Glassman Shoemake Maldonado Architects allowed me the perfect stage to harness the light and thereby design a stained glass image that could remain active both day and night, “come rain and come shine”.

First and foremost the stained glass was designed to be a tool to throw color and rainbows on the walls of the front office and entryway. A space - dancing with color and glints of prismatic activity - connects us to the natural world. These effects ebb and flow depending on the weather, the time of day and the season. It serves to remind us that nothing stays the same.

Each piece of glass was not only appointed for its color, but also for its properties. Juxtaposing transparent and opaque textured glass, bevels, old prisms, and jewels allows different parts of the window to push the color into the space, and other areas to be seen at night as a result of the interior light reflecting off opaque glass.

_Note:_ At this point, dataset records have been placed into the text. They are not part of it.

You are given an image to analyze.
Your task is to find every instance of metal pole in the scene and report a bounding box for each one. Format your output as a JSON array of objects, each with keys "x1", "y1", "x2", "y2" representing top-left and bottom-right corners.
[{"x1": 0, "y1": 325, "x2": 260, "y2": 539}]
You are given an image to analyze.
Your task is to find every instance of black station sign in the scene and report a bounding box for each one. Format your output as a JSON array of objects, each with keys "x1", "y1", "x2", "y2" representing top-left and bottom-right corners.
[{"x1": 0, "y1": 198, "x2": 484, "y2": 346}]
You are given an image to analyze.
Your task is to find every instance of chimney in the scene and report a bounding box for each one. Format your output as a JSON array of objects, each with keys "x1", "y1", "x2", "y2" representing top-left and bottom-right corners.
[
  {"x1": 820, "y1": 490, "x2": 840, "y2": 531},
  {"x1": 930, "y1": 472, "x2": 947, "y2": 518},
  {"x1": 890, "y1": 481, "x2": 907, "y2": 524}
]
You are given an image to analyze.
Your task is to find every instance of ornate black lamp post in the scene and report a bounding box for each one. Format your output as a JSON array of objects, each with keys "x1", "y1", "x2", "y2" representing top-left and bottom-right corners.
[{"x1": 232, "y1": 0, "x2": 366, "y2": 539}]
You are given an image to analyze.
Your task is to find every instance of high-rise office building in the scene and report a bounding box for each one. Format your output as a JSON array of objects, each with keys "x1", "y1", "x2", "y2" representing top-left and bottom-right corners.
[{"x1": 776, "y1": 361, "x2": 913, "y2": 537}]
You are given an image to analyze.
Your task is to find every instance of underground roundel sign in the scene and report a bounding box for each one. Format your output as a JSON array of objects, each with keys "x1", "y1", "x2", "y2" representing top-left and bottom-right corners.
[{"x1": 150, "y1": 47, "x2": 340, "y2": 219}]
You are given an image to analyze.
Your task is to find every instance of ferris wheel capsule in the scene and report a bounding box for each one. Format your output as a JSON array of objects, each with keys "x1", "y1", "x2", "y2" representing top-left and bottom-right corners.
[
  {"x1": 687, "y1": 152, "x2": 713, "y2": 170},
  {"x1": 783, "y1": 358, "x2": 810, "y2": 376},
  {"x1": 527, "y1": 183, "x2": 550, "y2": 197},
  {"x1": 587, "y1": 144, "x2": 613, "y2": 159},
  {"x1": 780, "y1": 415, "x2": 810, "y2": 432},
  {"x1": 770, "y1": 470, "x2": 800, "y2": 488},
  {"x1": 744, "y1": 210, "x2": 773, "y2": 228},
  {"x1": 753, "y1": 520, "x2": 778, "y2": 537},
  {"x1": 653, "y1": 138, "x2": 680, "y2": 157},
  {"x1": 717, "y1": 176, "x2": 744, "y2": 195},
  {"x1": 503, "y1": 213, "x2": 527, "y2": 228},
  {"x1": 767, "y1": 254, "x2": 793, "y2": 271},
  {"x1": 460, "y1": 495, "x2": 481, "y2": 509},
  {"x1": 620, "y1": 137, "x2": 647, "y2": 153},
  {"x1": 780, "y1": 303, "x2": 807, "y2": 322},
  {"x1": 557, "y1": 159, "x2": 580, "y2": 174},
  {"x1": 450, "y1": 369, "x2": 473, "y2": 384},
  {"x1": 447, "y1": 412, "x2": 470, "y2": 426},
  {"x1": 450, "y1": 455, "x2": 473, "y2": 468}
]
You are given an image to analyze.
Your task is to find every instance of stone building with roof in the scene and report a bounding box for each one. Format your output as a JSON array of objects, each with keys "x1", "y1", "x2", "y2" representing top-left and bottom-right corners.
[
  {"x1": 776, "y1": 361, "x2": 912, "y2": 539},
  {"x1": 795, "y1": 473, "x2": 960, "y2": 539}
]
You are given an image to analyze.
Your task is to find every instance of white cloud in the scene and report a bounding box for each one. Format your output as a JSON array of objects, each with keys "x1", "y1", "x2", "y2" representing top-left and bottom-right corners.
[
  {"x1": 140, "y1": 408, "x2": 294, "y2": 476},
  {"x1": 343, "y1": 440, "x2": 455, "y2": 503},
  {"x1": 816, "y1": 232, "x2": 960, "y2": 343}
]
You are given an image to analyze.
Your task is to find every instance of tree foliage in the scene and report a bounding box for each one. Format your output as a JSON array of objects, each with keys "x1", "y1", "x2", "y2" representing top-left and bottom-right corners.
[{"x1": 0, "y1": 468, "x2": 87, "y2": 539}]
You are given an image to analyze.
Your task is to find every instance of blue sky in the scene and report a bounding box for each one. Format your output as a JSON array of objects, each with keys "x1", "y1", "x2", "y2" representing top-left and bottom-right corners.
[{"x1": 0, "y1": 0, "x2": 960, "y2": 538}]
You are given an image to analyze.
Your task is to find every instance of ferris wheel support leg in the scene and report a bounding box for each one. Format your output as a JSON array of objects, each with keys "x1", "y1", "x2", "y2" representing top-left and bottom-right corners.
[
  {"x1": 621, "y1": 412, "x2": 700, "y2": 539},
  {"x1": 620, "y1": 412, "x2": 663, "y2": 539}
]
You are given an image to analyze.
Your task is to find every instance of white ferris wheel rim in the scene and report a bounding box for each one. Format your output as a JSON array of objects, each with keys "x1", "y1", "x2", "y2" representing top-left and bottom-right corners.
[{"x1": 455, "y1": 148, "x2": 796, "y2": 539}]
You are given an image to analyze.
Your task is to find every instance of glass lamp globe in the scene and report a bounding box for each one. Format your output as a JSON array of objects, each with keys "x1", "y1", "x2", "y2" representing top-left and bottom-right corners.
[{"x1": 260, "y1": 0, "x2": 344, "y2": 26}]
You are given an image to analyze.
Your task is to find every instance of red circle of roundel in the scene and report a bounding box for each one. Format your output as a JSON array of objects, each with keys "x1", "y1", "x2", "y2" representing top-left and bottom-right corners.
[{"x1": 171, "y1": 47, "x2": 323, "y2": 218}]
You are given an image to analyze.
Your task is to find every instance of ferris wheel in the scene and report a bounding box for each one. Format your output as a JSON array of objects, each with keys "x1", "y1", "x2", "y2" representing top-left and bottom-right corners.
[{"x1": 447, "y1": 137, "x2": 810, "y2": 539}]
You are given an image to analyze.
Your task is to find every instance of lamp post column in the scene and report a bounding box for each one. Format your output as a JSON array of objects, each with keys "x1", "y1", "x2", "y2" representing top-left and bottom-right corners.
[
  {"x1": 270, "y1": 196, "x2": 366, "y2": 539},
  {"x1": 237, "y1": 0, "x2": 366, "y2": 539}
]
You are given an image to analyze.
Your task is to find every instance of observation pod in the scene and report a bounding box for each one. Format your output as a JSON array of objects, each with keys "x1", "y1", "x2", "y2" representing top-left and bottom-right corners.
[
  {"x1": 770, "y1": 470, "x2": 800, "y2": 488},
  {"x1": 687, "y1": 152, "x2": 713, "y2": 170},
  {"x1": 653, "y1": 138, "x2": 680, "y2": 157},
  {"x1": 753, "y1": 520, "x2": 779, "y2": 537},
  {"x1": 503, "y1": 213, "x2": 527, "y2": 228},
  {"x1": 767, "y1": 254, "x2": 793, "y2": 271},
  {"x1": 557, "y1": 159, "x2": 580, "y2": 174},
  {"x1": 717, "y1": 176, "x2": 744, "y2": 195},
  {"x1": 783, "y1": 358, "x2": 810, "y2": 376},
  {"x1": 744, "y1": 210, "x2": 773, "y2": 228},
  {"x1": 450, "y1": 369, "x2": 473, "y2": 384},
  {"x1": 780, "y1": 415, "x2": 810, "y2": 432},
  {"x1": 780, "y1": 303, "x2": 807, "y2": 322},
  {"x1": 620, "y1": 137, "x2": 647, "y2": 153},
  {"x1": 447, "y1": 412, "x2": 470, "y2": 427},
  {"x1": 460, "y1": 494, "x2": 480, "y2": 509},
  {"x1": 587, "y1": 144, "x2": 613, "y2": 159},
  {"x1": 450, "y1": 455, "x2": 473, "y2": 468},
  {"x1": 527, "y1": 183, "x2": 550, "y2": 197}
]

Several Depression Glass plates were used throughout the image. For me they are the human symbol. “Whose cupboards did they live in? Did they once serve collard greens or cannelloni, a snack or a feast?” I think about the diversity in the many hands that once handled them. And always… in the back of my mind it occurs to me: “if plates could talk…the stories they could tell!”

The plates, like the prisms and glass hat pins in the window, share anonymity. This ambiguity makes them part of ‘the collective’ that each of us share.